CROTON-ON-HUDSON, N.Y. – At the end of a performance by Pierre Van Cortlandt’s seventh- and eighth-grade strings ensembles, will be a piece not by a famous composer, but by eighth-grade student Jasper Rogal. The quiet and humble violin player has created a buzz through the middle school with his five part piece, “Presto, Moderato et Presto Assai.”

“The first time we played it I was tearing up, because I didn’t expect him to be that amazing,” said Olivia Vigletti sincerely.  The 14-year-old eighth-grade student expressed sentiments similar to those of her classmates.

 “I was in shock. There were no words for how beautiful that was,” Anna Burkholt, 13, said. Other students not involved in the music program have started calling Rogal “the violin kid,” after hearing about the composition and his playing.

“Really what happened was I was just playing around on my violin,” said Rogal. He said the “tune just came,” to him. The name of the piece roughly translates to “Fast, Moderately Fast and Really Fast,” in Italian music terms, he said. The music itself was neatly transcribed using the music software “Sibelius,” and looks no different than a professional piece of music supplied to the strings program.
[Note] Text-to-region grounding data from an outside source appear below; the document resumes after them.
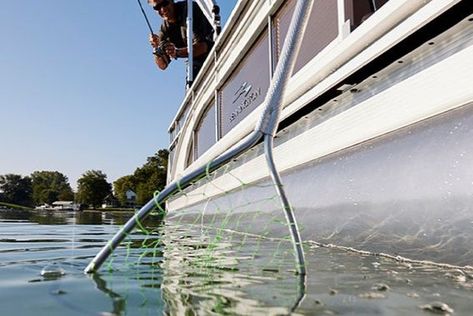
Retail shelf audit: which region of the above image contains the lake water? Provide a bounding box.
[0,210,473,315]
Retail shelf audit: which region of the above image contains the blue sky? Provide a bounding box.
[0,0,236,188]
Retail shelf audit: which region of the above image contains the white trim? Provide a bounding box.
[168,46,473,210]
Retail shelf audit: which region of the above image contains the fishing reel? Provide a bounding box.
[153,40,171,64]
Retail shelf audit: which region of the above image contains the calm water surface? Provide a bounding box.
[0,210,473,315]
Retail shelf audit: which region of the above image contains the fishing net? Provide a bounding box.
[98,156,301,315]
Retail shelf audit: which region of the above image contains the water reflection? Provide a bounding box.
[162,226,305,315]
[0,210,162,226]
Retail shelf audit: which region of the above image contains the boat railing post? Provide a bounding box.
[186,0,194,88]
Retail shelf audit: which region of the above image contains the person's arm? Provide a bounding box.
[149,34,170,70]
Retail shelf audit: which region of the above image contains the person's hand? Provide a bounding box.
[149,34,159,48]
[164,43,177,59]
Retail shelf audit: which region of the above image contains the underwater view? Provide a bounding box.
[0,210,473,315]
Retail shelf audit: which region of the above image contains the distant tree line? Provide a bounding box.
[0,149,168,208]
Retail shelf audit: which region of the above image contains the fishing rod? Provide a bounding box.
[136,0,154,34]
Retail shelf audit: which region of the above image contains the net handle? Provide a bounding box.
[84,0,313,275]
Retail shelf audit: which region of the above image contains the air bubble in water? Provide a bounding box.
[41,263,66,278]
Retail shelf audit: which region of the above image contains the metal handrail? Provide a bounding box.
[84,0,313,275]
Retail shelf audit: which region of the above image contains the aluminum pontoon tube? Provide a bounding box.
[84,0,312,273]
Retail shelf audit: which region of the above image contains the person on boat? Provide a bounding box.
[148,0,214,78]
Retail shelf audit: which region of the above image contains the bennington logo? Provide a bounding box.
[230,82,261,122]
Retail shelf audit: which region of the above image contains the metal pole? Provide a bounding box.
[186,0,194,88]
[84,0,313,275]
[137,0,154,34]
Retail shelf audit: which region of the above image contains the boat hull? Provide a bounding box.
[167,104,473,266]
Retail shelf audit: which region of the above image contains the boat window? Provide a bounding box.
[345,0,388,31]
[272,0,340,72]
[195,101,217,158]
[218,28,270,136]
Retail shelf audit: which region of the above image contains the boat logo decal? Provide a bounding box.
[230,81,261,122]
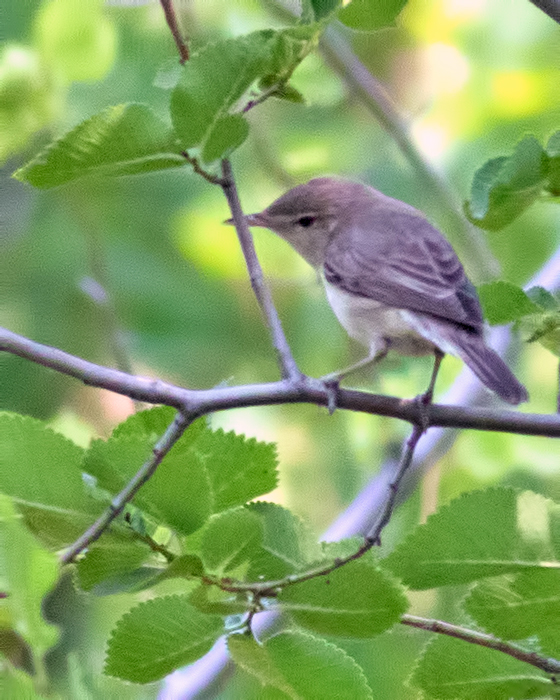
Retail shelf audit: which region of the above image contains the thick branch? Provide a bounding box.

Rogal’s part in the piece is a virtuosic solo with string plucking portions and phrases where two strings are played at the same time. All the while a string section of his fellow students backs him up in tension-filled and rhythmic harmony.

Some assume a “tiger mom” may be behind the 30 to 40 hours of practice Rogal puts in each week, he said, but that isn’t true. “My parents like that I do this, but they don’t push me to do what I do,” he said.

Sara O’Brien, strings teacher in the Croton-Harmon School District, has taught Rogal since he was in kindergarten. She said when he entered the program he was playing pieces she usually supplied to her fifth-grade students.  

O’Brien said she has been teaching in the district for almost 11 years, and students like Rogal are rare, and may come, “once in a lifetime, for me as an educator.”